1:19:30 – Cuba is out of ammo for his machine pistols (which are pretty cool, I have to admit). How fortunate for him that the two remaining henchmen both had to reload their machine guns at the same time, giving him the chance to run out and beat them up.
1:20:00 – Mikhail has a gun to Janice’s head. No surprise there. Mikhail orders Cuba to drop his gun, and he does. Also no surprise there. And he shoots Cuba in the shoulder because he wants to draw things out. I’m sure that plan won’t backfire at all.
1:20:45 – Like when Dolph shows up a few seconds later. Bye bye, Mikhail. For those keeping score, Dolph has killed both of the crime bosses and saved the dog, Janice, and Cuba. He is the hero of this movie!
1:22:30 – Janice has issues. Cuba killed her dad, and he is responsible for her being taken hostage. She just watched several men die.

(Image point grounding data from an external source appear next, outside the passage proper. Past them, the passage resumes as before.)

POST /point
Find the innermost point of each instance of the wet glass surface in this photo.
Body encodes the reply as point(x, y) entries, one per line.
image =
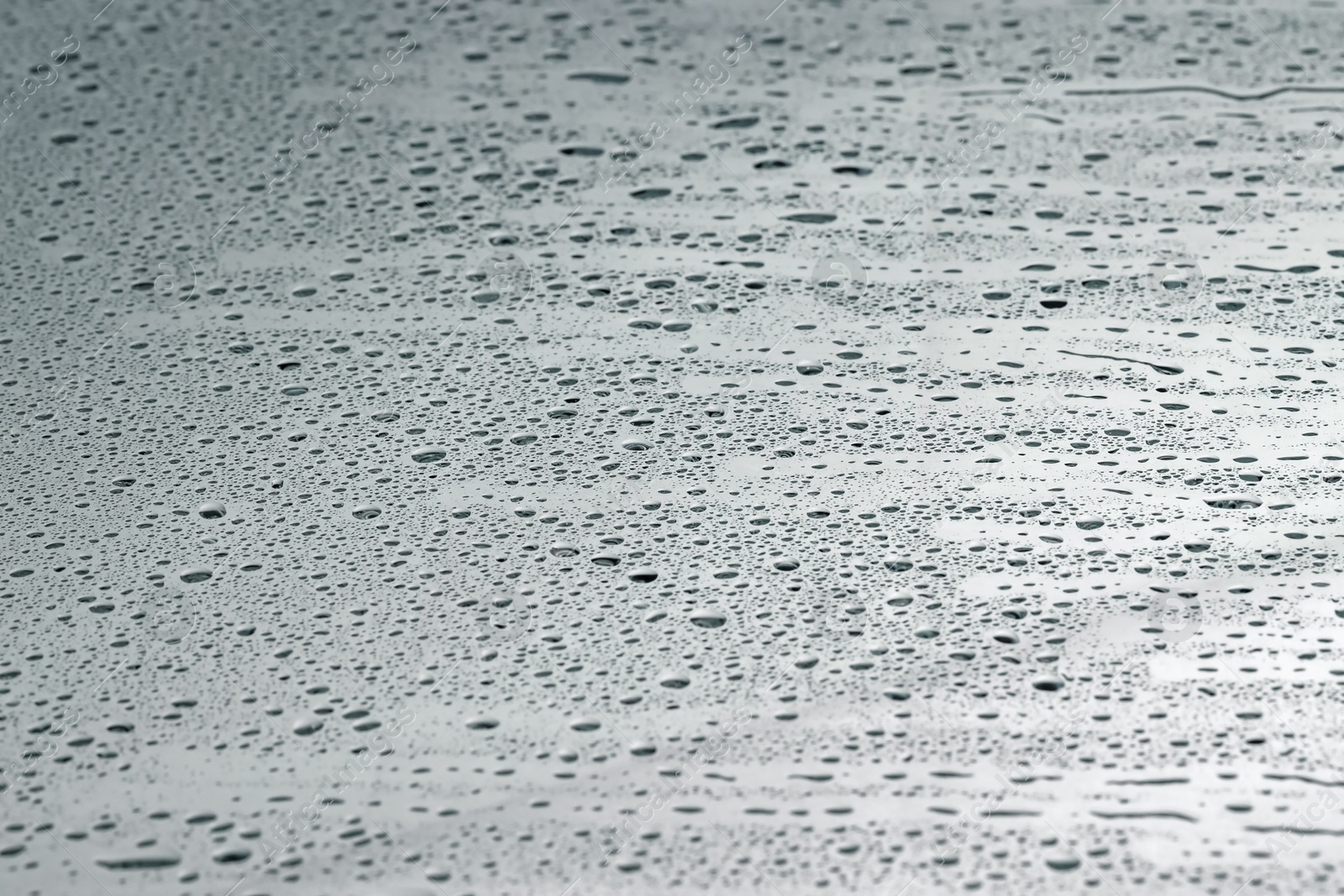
point(647, 448)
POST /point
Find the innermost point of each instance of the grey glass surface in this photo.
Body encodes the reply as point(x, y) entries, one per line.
point(600, 448)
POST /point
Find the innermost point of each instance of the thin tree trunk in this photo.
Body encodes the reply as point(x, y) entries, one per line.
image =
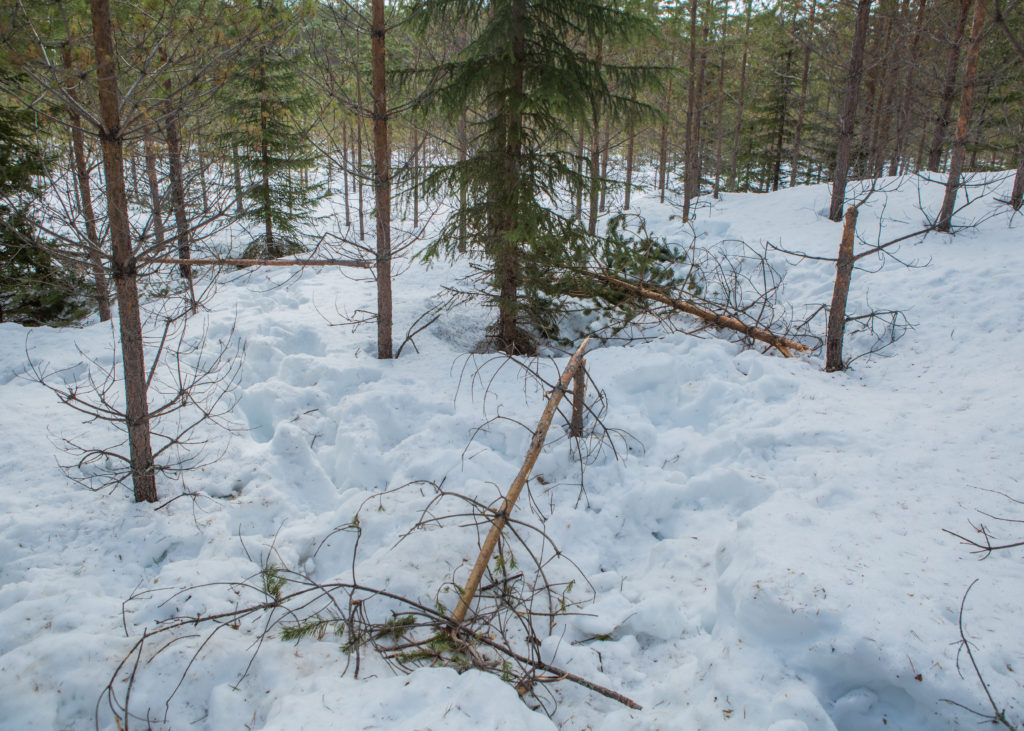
point(698, 121)
point(964, 121)
point(841, 292)
point(798, 136)
point(629, 169)
point(507, 261)
point(779, 138)
point(93, 247)
point(742, 97)
point(237, 174)
point(123, 261)
point(382, 180)
point(595, 158)
point(151, 173)
point(903, 110)
point(463, 188)
point(605, 151)
point(719, 109)
point(580, 158)
point(948, 90)
point(344, 174)
point(691, 99)
point(1017, 196)
point(663, 151)
point(849, 111)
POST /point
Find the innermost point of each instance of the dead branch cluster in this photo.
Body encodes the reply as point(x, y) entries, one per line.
point(519, 586)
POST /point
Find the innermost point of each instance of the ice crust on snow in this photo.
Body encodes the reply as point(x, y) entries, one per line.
point(769, 554)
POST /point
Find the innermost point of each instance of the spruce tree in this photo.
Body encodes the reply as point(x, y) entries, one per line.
point(266, 100)
point(526, 70)
point(35, 288)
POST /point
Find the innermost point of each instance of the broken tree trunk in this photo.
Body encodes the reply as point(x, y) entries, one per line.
point(783, 345)
point(579, 399)
point(837, 314)
point(508, 502)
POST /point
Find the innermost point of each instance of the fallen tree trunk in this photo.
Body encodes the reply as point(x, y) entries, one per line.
point(783, 345)
point(266, 262)
point(508, 502)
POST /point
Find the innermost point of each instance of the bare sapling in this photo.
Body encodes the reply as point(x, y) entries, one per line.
point(509, 501)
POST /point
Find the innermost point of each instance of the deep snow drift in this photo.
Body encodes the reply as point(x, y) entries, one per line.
point(767, 552)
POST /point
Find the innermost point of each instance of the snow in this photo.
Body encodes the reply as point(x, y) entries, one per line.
point(767, 552)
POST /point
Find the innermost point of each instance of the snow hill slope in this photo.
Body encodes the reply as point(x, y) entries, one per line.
point(768, 552)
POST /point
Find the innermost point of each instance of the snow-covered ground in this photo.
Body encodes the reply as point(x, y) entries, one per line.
point(766, 552)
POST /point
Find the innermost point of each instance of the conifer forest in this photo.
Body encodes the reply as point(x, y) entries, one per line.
point(511, 364)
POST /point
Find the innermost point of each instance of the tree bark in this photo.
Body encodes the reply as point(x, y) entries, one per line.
point(964, 120)
point(1017, 196)
point(948, 89)
point(93, 247)
point(595, 159)
point(123, 262)
point(382, 180)
point(903, 109)
point(690, 114)
point(629, 168)
point(507, 259)
point(841, 292)
point(151, 174)
point(742, 97)
point(509, 501)
point(663, 149)
point(848, 119)
point(798, 135)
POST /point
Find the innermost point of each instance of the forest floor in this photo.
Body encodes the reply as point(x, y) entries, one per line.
point(764, 547)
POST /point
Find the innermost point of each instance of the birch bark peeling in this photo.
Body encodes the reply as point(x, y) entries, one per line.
point(508, 502)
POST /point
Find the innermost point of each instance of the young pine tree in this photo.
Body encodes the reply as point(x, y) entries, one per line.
point(35, 288)
point(527, 72)
point(266, 100)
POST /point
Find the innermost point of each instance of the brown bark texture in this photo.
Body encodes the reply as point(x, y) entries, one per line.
point(382, 180)
point(841, 291)
point(508, 502)
point(848, 119)
point(123, 261)
point(948, 89)
point(93, 247)
point(964, 119)
point(783, 345)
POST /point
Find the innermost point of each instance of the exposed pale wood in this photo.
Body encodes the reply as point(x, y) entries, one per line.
point(783, 345)
point(508, 502)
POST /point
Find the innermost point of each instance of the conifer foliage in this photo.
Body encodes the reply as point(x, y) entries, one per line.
point(526, 69)
point(35, 289)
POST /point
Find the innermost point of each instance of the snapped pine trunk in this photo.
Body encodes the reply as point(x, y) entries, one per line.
point(841, 292)
point(509, 501)
point(93, 246)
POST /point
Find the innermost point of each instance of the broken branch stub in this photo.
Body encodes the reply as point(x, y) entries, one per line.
point(508, 502)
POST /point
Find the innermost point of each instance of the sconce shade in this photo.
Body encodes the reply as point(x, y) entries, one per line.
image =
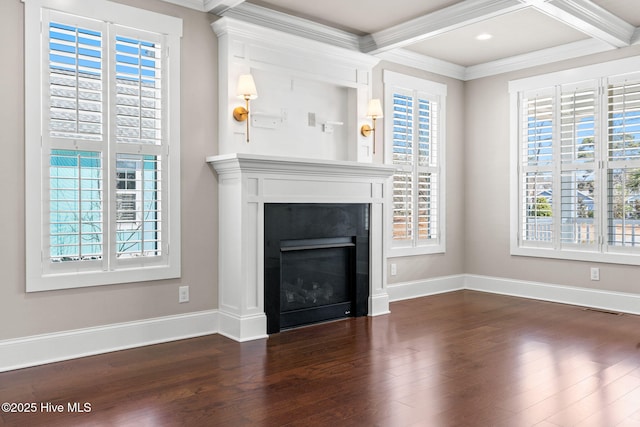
point(374, 109)
point(246, 87)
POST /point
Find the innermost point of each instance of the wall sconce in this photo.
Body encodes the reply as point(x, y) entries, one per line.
point(374, 111)
point(246, 90)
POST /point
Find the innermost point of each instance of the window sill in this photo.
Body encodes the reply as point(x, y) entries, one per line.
point(575, 255)
point(415, 251)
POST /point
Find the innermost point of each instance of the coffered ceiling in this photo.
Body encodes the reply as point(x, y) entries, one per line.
point(442, 35)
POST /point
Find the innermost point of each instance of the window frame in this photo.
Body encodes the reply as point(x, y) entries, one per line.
point(600, 75)
point(434, 92)
point(41, 274)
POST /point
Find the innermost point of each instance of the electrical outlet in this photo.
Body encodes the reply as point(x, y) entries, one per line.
point(183, 294)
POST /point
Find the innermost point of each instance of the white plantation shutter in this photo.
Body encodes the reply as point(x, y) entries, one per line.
point(623, 160)
point(105, 145)
point(415, 153)
point(579, 164)
point(536, 165)
point(579, 192)
point(403, 154)
point(76, 99)
point(138, 76)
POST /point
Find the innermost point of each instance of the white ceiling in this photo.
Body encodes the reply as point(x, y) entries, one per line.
point(441, 34)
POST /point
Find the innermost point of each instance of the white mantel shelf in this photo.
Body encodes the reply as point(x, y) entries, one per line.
point(245, 183)
point(263, 163)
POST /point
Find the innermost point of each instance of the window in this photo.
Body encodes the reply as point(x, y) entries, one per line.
point(102, 144)
point(577, 165)
point(415, 126)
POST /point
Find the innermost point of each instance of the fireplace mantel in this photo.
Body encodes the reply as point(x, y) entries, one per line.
point(245, 183)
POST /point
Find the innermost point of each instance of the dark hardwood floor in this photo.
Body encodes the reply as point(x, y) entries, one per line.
point(458, 359)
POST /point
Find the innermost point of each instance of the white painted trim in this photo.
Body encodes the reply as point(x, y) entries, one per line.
point(292, 25)
point(191, 4)
point(594, 298)
point(423, 62)
point(591, 19)
point(47, 348)
point(242, 328)
point(438, 22)
point(540, 57)
point(620, 302)
point(420, 288)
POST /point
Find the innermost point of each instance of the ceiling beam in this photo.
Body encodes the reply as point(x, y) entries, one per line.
point(219, 6)
point(435, 23)
point(589, 18)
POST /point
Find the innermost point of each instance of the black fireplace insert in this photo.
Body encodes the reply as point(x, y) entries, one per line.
point(316, 263)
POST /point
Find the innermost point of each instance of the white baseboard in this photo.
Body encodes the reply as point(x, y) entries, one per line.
point(242, 328)
point(41, 349)
point(421, 288)
point(379, 304)
point(47, 348)
point(594, 298)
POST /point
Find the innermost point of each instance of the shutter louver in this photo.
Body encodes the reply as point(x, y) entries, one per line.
point(623, 174)
point(139, 95)
point(75, 82)
point(578, 201)
point(537, 165)
point(415, 183)
point(138, 228)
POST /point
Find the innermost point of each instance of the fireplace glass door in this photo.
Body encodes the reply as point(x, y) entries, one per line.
point(316, 280)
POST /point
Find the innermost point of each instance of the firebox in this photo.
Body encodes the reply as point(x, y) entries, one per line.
point(316, 263)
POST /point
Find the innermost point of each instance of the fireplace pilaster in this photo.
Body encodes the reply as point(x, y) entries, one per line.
point(245, 183)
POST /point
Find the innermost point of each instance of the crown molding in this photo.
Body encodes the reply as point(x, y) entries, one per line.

After all of that, she still looks like she wants to kiss him. Thankfully, Cuba made her get into a cab before she could. But she’s still looking back at him longingly as Cuba and his shot shoulder walk off into the rainy night.
1:25:00 – It’s some unknown time later, we’re in a completely different city, and Cuba is still stalking Janice. At least he gave her her dad’s bible back. They also perfectly set up One in the Chamber 2: Two in the Chamber, a wacky buddy comedy in which Cuba and Dolph team up against the mob. I won’t hold my breath for that one, though.
And that’s that. Thank you for joining me for One in the Chamber...even though you couldn't actually see it.. I can’t say that you missed much. The action choreography wasn't all that great. Bullets were fired. Cuba sulked and completely lacked charisma. But at least we had Dolph lumbering around to lighten things up.